Ashley Martínez

Santiago, R. D.

En medio de la multitud de personas que se encuentran en las afueras del Palacio de Justicia de Santiago, a la espera del conocimiento de la medida de coerción contra Lorenzo Silverio Almonte, familiares de dos jóvenes que murieron tras ser ingresados en el centro de rehabilitación que dirigía el imputado, narraron sus experiencias. 

Los parientes de José Miguel Taveras Rodríguez denunciaron la muerte de su familiar en el centro “Vida Nueva para Jóvenes”, ubicado en Santiago.  

Lisbeth de León Taveras explica que su hermano fue ingresado el 21 de septiembre de 2020, y ocho días después, se lo entregaron ahorcado y con signos de violencia. 

A esto se suma la reciente muerte de Daniel de Jesús Rodríguez, en circunstancias aún no esclarecidas, que fue el detonante que abrió la caja de Pandora en el centro de rehabilitación y los supuestos abusos a menores que ahí se consentían. 

“Usted cree que una persona se va a ahorcar sentado, a él lo encontraron sentado, que supuestamente se había ahorcado con su ´polo shirt´ en un lavamanos”, cuenta Ivelise de León Taveras, tía de José. 

De acuerdo a Lisbeth, hermana del fallecido, al momento de ir a buscar el cadáver de José no había autoridades correspondientes para los levantamientos de lugar.

“Cuando nosotros llegamos al centro todavía el médico legista no estaba, ahí no había un solo policía, solamente uno de los internos que había en el centro”, sostuvo. 

La tía Taveras cuenta que en una ocasión José Miguel llamó a la hermana de ella y le dijo: “Tía sácame de aquí y llévame para Hogar Crea, que usted no sabe todo lo que yo estoy pasando en este centro, no me dejan hablar con nadie”. 

Narran que al otro día de esa llamada, una tía y una prima del fallecido fueron al centro a visitarlo y no le permitieron la entrada. “Parece que ya lo habían machacado, lo agolparon”, sostienen. 

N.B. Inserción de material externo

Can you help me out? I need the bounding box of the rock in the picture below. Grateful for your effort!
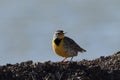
[0,52,120,80]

De acuerdo a los familiares, José Miguel fue ingresado porque este presentaba una adición a las pastillas y pagaron 12,000 pesos por su internamiento. 

“Nosotros buscando una mejoría, lo metimos al infierno, a la muerte”, expresó Lisbeth.

Asimismo, explican que Taveras era homosexual, y cuando llegó al centro tenía el cabello largo y allá lo pelaron. 

Según las informaciones suministradas por los parientes a reporteros de Listín Diario, los directores del centro solo permitían 5 minutos para hablar vía telefónica los martes y viernes. 

Daniel de Jesús Rodríguez, quien murió el pasado 13 de diciembre de este 2022, se encontraba recluido en este centro, ubicado en el sector La Ciénega en Santiago.

Los familiares del joven de 28 años denunciaron que su pariente presentaba golpes, moretones y heridas en distintas partes del cuerpo al momento de ser entregado a ellos. 

Los abogados de Lorenzo Silverio, conocido también como «Julián Almonte» o «el Pastor», aseguran que este tenía solo dos meses en el centro y se hallaba en condiciones de demacración por el avanzado estado de su enfermedad, ya que según sus declaraciones, este padecía de tuberculosis. 

Todavía se espera la confirmación de la causa de muerte con los resultados de la autopsia de Daniel, por parte del Instituto Nacional de Ciencias Forenses (Inacif) de Santiago.